Hi,
I like to keep track of what devices are connected to my IPv4 network.
The DHCP Server - Leases tab in WinBox is very useful for that.
Often I can identify device by its hostname. But sometimes its not possible or there even is no hostname. To solve this I write comment to each device for identification.
But currently I can only do it if I also set the lease IP as Static.
I am trying to find a way to also comment devices with dynamic IP.
The way i see it it would be basically binding comment to mac address of the device.
Or is there any other easy way to keep track of devices with dynamic IP on my network?
Thanks for any suggestions.
Converting all dynamic leases to static is one approach (either through a script or manually). But this might be undesirable, especially if you have a lot of transient devices (guests, randomized MACs etc). You could easily run out of IP addresses unless you clean up unneeded leases on a regular basis.
Here is another idea. You can use Kid Control for this. First, add a “kid” user with any name you want and set unrestricted access.
All devices will show up under Devices tab in IP - Kid Control. Now you can add custom names to some or all of them. Double-click an entry, click Copy, set the new name. If you have just one user, it will be pre-selected (it doesn’t matter for this scenario), otherwise select the one you created above. When you are done making changes, this new manual entry will replace the dynamic one.
This approach has several bonuses:
You get all names in the same column vs name + comment on the Leases tab.
You can see devices’ network activity (download/upload).
It shows all devices with network activity, even the ones without a DHCP lease (which wouldn’t show up there at all).
Note, it “remembers” every MAC on the network routing traffic through the router, even if a device is long gone. Router reboot clears all dynamic entries, they can also be removed manually. The removed entries, I think, won’t show up until a reboot.
You can also convert a DHCP lease to a static one but then change the address item of the static lease to a name of a pool.

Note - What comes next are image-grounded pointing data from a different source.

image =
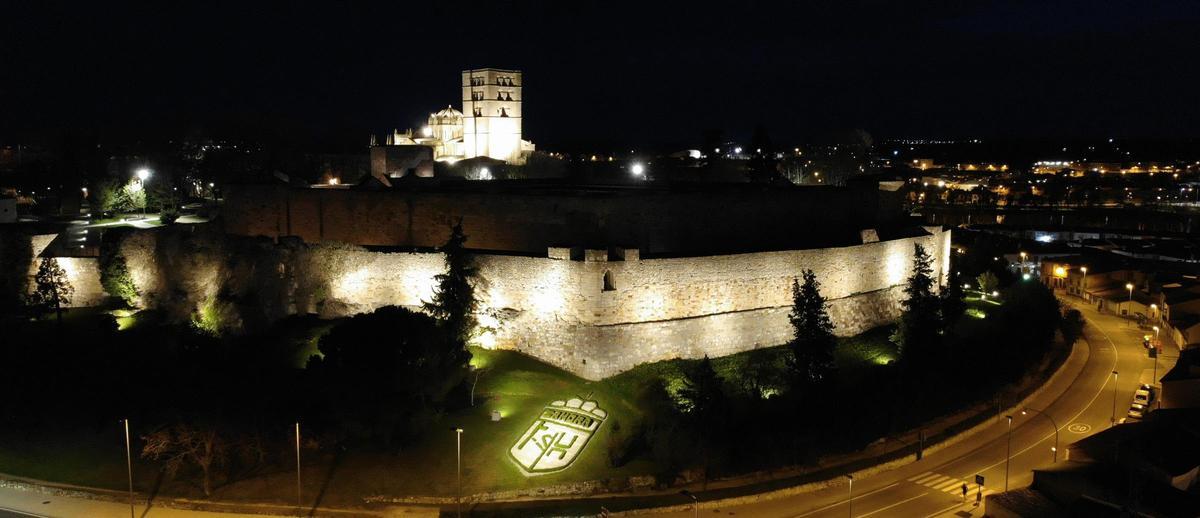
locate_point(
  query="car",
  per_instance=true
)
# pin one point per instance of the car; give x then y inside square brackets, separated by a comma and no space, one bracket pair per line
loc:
[1143,397]
[1137,411]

That way, the lease will never disappear, but the address will still be dynamic.
Thanks for your suggestions.
Kid-control seems interesting. Unfortunately i found some things that could be better.

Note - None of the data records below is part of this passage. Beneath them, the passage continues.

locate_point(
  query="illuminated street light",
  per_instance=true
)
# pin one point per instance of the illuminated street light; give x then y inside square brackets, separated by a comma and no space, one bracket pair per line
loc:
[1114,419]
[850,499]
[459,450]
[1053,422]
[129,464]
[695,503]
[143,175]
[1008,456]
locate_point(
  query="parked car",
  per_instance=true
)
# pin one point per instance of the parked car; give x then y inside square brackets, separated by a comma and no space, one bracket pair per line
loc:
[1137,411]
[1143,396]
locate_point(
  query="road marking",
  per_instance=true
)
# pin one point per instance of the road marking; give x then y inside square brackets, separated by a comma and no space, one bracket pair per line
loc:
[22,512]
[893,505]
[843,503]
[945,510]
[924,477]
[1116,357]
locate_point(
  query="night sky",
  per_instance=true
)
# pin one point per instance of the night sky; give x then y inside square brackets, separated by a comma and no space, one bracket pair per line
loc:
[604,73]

I have wifi extender and Kid-control puts all devices behind it as single device with single MAC and multiple IPs. Meanwhile Leases separate them (its just missing Bridge Port for some reason).
Ability to find devices with non-DHCP static IP is great but it would need some filter or other way to tell me. Now I see many devices but I cant easily determine if they are DHCP or not.

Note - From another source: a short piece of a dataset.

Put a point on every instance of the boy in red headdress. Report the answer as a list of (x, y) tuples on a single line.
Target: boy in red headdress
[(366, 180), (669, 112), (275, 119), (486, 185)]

IP Address field shouldnt mix IPv4 and IPv6.
Well, basically its tool with great potential but needs some more work.
Currently I see @sindy suggestion as most straightforward way to let me track DHCP devices while not waste static IPs.
It just means your extender presents all devices behind it with its own MAC address. The reason why DHCP server recognizes them separately is because the client hardware address (MAC) is sent inside DHCP packet (it’s part of the protocol), so the server looks at that and not at Ethernet headers of the frame that delivered that packet.
Kid Control works at L2 (MAC addresses) to identify devices. That’s also why it combines IPv6 if it’s coming from the same network card. I would say Kid Control is designed like this intentionally since the goal is to set limits for a device (a “kid”), regardless of whether it’s using IPv4 or IPv6. The extender is obviously circumventing this behaviour by hiding the real MAC, same as many other network devices could do.
Thanks for explanation.
Yeah, Kid Control purpose is to limit kids and not really track the network for unknown devices.
I just thought that by combining the info Mikrotik has from leases and other sources it could offer really powerful tracker and identifier of devices in network.
Well, at least for IPv4. In IPV6 it seems more difficult, even if there is Neighbor Discovery.